During this period of wakefulness between the first and second sleeps, evidence abounds that people did either what was necessary - chopped wood, prepared food, prayed and such - or what was enjoyable - read, talked with bedfellows, had sex and so on. According to Ekirch, the surprising point in his discoveries is not that this practice seems to have been almost entirely forgotten in the post-industrialised world, but that it was such a commonality - references abounding in plain sight - in the first place. In England, prior to, and even during, the early phases of the Industrial Revolution, records of first and second sleeps are abundant and exist without any attention being drawn to their being in any way unusual. That’s because, according to Ekirch, they weren’t. In 1840, Charles Dickens dropped a ‘casual’ mention into Barnaby Rudge,
“He knew this, even in the horror with which he started from his first sleep, and threw up the window…”

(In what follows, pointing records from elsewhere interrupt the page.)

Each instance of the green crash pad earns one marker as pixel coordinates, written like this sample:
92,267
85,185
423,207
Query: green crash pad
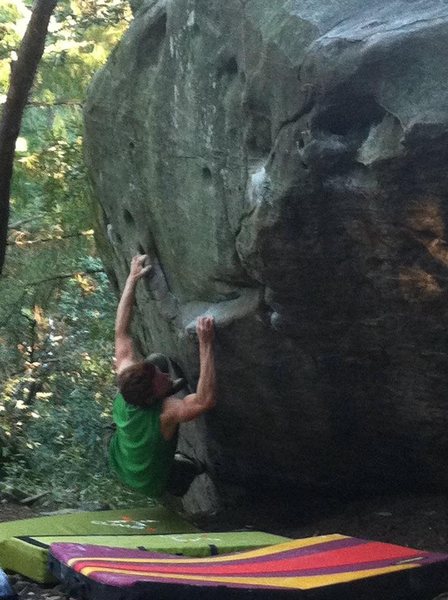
25,550
125,523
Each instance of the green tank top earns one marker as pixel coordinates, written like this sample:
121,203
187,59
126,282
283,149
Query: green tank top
138,452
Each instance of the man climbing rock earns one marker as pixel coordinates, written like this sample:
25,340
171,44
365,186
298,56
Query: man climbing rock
147,412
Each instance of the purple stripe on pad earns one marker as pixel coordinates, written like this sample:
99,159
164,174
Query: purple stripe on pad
66,551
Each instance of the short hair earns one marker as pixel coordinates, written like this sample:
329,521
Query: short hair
135,384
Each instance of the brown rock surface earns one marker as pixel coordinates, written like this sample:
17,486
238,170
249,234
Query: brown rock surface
286,165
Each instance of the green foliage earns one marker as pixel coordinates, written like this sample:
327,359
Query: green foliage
57,310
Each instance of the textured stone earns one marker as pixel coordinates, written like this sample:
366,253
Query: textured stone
285,162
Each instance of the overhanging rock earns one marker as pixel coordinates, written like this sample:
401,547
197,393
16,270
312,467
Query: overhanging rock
285,164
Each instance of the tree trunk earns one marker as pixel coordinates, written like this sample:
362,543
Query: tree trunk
21,80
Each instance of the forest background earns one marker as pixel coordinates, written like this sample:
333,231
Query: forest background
57,307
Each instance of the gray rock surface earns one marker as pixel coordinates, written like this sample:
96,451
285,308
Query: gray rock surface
285,164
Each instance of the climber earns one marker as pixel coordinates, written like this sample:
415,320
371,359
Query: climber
147,411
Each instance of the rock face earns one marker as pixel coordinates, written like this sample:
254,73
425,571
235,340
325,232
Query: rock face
286,165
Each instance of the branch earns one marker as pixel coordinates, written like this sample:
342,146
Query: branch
38,104
50,239
65,276
21,80
24,221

Ekirch opens his 2001 paper, Sleep We Have Lost: Pre-industrial Slumber in the British Isles, (out of which his book, At Day’s Close: Night in Times Past was developed), with journal notes made by the Scottish novelist Robert Louis Stevenson. These notes, written about his time spent camping and hiking through the Cévennes in France in 1878, describe with great poetry what he calls “the stirring hour” and “...this nightly resurrection” - that interval between sleeps which, even by Stevenson’s time, was largely a thing forgotten to history. It is a poignant opening to a piece of research that ‘rediscovered’ a practice which, to your ancestors, would almost certainly have been the norm.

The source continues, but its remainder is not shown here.